Below I’ve posted Darren’s video from his post yesterday. It’s just under 5 minutes. Give it a watch and join the conversation in the comment box.

Reader Interactions


  1. Home Recording says

    Dawud, that is a nice post and an interesting video. You have some background information about me. So, what I say may not sound like a lot of rubbish.

    The whole idea of launching a blog for me has been to see my writing on some kind of a medium and to provoke thought and perhaps dialogues, just like your blog has for me. You would have seen the kind of topics on which I comment, subjects about which I have some knowledge, am interested in and keen to hear what others think about the same.
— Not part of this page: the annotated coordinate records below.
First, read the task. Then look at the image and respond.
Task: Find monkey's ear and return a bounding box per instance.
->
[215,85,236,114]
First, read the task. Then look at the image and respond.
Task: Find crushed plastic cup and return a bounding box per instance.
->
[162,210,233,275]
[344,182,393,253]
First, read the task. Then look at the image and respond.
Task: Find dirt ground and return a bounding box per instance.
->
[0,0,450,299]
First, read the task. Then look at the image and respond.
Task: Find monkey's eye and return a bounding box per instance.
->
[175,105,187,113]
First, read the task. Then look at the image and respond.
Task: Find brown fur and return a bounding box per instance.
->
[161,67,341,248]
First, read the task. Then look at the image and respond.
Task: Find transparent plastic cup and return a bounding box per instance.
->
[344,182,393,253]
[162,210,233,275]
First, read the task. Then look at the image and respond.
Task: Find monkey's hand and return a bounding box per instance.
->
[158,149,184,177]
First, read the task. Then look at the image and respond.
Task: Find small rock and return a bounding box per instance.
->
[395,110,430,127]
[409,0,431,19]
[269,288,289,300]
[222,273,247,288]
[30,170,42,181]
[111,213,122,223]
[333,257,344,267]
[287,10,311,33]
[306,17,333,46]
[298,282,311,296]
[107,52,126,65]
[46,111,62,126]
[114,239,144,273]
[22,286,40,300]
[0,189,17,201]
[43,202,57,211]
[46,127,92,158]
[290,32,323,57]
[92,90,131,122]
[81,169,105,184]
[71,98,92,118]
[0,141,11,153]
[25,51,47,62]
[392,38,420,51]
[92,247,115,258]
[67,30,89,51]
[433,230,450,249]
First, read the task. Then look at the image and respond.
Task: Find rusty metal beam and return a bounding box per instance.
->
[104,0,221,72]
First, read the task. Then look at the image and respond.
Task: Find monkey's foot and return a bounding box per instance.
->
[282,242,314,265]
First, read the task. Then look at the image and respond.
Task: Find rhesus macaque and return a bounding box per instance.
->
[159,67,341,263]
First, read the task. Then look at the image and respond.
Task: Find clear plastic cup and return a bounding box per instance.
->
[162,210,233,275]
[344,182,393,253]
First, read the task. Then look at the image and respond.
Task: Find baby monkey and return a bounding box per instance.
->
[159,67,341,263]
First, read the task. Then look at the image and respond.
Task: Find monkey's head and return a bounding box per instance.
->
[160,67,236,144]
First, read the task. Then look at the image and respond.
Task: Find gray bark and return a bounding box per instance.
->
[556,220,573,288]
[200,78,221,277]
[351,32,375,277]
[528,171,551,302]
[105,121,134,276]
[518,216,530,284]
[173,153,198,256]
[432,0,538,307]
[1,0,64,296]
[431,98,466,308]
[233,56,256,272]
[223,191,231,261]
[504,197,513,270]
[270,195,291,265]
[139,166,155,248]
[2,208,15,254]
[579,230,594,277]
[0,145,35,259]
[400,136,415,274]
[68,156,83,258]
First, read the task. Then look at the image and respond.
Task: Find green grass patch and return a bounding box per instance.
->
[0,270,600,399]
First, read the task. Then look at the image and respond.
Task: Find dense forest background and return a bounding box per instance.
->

    I am not very computer literate nor am I an expert in making money online. Half the things that I read on blogs, simply go over my head.

    I surf the net quite a bit, if that is the correct way to explain my spending a lot of time at the computer, primarily because I am in a situation that permits me to.

    I think that I have a flair for communicating effectively and would like to confirm the thought by blogging and getting other people’s opinions on my skill or lack of it.

    It sounds better to call it publishing, but I think that for someone like me, the nomenclature is really unimportant. I may be limiting myself as Darren suggests, but that factor is not very daunting for the simple reason that I am not particularly keen to make money out of the effort. If that happens as an incidental benefit, I do not intend rejecting it, but it will not be the end all for me.

    I also agree that one innovates as one goes along and I hope to be able to do so too. As Darren suggests, semantics can limit you or enhance your attitude. I intend starting with the limited objective that I have set for myself and see where it takes me. If it works out, I shall innovate and enhance the quality of the experience.

    For businesses, it makes sense to make a shift in their perceptions of the value of a blog as rightly pointed out by you. I wish we had blogging when I was in business!

    So, at the end of that long soliloquy I shall pontificate and say, “It all depends on what one wants out of the blog”.

  2. James Chartrand - Men with Pens says

    By paragraph two, I was strongly disagreeing with your views, Dawud (in the friendly debate form of disagreement.) As a problogger, I can’t help but feel strongly about people who think that anyone can write and anyone can blog.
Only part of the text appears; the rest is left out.